140 When using query-scheduler, the `-query-frontend.max-queriers-per-tenant` option must be set for the query-scheduler component.
141 When you don't use query-frontend (with or without query-scheduler), this option is not available.
142
143 You can override the maximum number of queriers on a per-tenant basis by setting `max_queriers_per_tenant` in the overrides section of the runtime configuration.
144
145 #### The impact of a "query of death"
146
147 In the event a tenant sends a "query of death" which causes a querier to crash, the crashed querier becomes disconnected from the query-frontend or query-scheduler, and another running querier is immediately assigned to the tenant's shard.
148
149 If the tenant repeatedly sends this query, the new querier assigned to the tenant's shard crashes as well, and yet another querier is assigned to the shard.
150 This cascading failure can potentially result in all running queriers to crash, one by one, which invalidates the assumption that shuffle sharding contains the blast radius of queries of death.
151
152 To mitigate this negative impact, there are experimental configuration options that enable you to configure a time delay between when a querier disconnects due to a crash and when the crashed querier is replaced by a healthy querier.
153 When you configure a time delay, a tenant that repeatedly sends a "query of death" runs with reduced querier capacity after a querier has crashed.
154 The tenant could end up having no available queriers, but this configuration reduces the likelihood that the crash impacts other tenants.
155
156 A delay of 1 minute might be a reasonable trade-off:
157
158 - Query-frontend: `-query-frontend.querier-forget-delay=1m`
159 - Query-scheduler: `-query-scheduler.querier-forget-delay=1m`
160
161 ### Store-gateway shuffle sharding
162
163 By default, a tenant's blocks are divided among all Grafana Pyroscope store-gateways.
164
165 When you enable store-gateway shuffle sharding by setting `-store-gateway.tenant-shard-size` (or its respective YAML configuration option) to a value higher than `0` and lower than the number of available store-gateways, only the specified number of store-gateways are eligible to load and query blocks for a given tenant.
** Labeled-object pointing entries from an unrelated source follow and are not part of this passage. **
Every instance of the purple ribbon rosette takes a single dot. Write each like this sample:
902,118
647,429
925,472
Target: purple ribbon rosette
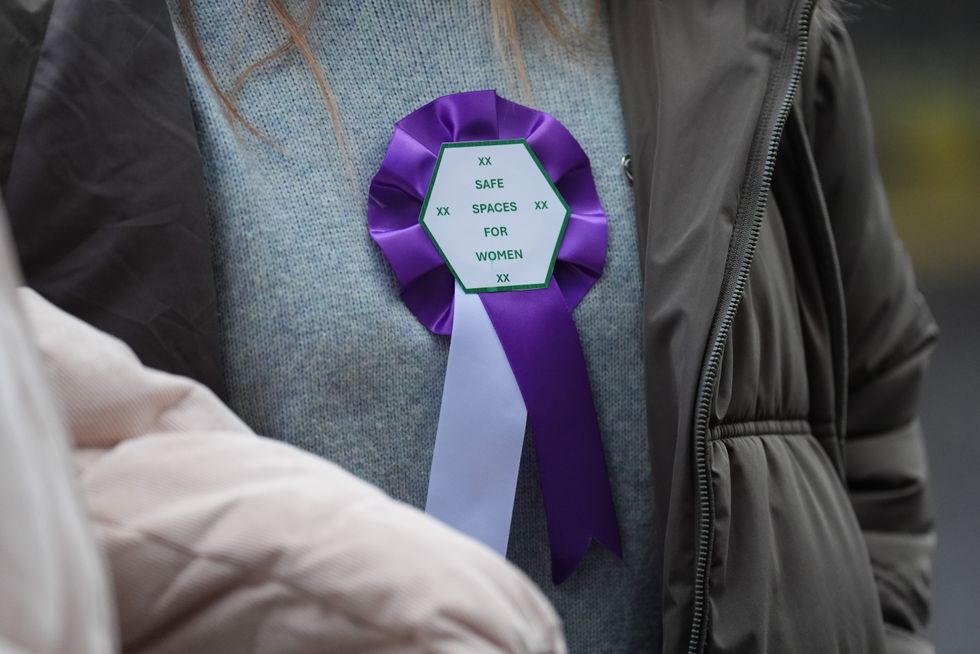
534,325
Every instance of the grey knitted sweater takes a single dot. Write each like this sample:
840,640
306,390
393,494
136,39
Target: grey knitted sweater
319,350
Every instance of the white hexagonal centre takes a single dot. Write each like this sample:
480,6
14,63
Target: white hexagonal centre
494,215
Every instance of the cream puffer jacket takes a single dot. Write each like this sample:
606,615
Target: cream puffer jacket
216,540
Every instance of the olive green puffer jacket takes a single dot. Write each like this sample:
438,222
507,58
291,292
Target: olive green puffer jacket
785,340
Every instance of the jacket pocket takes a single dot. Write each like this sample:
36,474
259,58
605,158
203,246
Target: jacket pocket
790,571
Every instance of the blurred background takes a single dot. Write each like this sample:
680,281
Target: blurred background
921,62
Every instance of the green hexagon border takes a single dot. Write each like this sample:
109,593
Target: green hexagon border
544,173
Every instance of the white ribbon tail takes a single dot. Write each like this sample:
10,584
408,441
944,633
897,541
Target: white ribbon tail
481,428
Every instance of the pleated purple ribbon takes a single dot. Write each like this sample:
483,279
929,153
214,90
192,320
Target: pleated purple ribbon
535,327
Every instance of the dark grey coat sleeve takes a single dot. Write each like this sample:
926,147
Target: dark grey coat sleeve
891,334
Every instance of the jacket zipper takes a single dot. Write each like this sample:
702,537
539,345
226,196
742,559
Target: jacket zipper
705,501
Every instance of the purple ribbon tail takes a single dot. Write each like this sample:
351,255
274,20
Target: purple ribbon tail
541,342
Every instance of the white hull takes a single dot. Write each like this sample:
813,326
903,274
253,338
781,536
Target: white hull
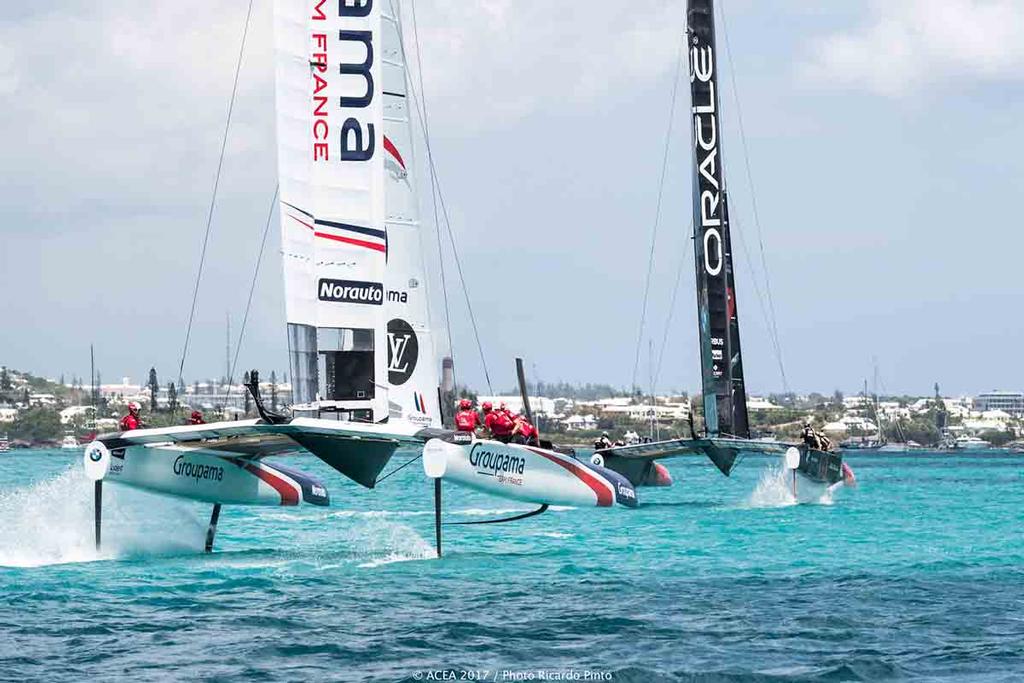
525,473
199,475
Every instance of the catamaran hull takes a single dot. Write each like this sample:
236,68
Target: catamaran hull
192,473
526,473
817,474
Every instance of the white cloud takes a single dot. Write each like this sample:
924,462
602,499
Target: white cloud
109,99
909,44
512,57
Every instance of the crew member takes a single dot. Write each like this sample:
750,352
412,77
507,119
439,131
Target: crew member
498,422
132,420
466,420
811,437
524,432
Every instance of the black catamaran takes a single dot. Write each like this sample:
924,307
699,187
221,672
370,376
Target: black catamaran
727,430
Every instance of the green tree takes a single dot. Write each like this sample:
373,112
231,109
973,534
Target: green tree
37,424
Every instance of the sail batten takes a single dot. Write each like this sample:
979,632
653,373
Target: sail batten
721,364
358,325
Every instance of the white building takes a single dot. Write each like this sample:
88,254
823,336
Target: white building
69,414
1009,401
760,403
540,404
580,422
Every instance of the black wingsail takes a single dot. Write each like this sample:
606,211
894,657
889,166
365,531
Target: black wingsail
724,393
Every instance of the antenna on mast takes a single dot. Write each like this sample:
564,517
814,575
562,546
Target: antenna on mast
227,350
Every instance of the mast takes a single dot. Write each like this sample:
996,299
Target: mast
359,340
721,363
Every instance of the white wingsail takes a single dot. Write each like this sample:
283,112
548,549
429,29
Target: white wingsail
412,355
359,340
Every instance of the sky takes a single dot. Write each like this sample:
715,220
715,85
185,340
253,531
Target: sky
883,141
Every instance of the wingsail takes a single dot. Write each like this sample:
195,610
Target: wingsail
721,363
358,331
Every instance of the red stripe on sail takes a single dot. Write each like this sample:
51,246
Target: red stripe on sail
288,494
301,221
393,151
604,497
350,241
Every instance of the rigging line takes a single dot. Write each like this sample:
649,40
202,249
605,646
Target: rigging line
773,340
657,215
433,181
398,469
773,329
683,260
252,288
213,199
422,115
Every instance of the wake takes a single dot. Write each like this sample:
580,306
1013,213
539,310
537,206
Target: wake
51,522
774,489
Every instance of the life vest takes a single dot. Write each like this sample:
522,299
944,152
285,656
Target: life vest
499,423
525,428
466,421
166 You must set this flag on the store-gateway and querier.
167
168 You can override the store-gateway shard size on a per-tenant basis by setting `store_gateway_tenant_shard_size` in the overrides section of the runtime configuration.
169
170 For more information about the store-gateway, refer to [store-gateway](../../reference-pyroscope-architecture/components/store-gateway/).
171
172 ### Compactor shuffle sharding
173
174 By default, tenant blocks can be compacted by any Grafana Pyroscope compactor.
175
176 When you enable compactor shuffle sharding by setting `-compactor.compactor-tenant-shard-size` (or its respective YAML configuration option) to a value higher than `0` and lower than the number of available compactors, only the specified number of compactors are eligible to compact blocks for a given tenant.
177
178 You can override the compactor shard size on a per-tenant basis setting by `compactor_tenant_shard_size` in the overrides section of the runtime configuration.
179
180 ### Shuffle sharding impact to the KV store
181
182 Shuffle sharding does not add additional overhead to the KV store.
183 Shards are computed client-side and are not stored in the ring.
184 KV store sizing depends primarily on the number of replicas of any component that uses the ring, for example, ingesters, and the number of tokens per replica.
185
186 However, in some components, each tenant's shard is cached in-memory on the client-side, which might slightly increase their memory footprint. Increased memory footprint can happen mostly in the distributor.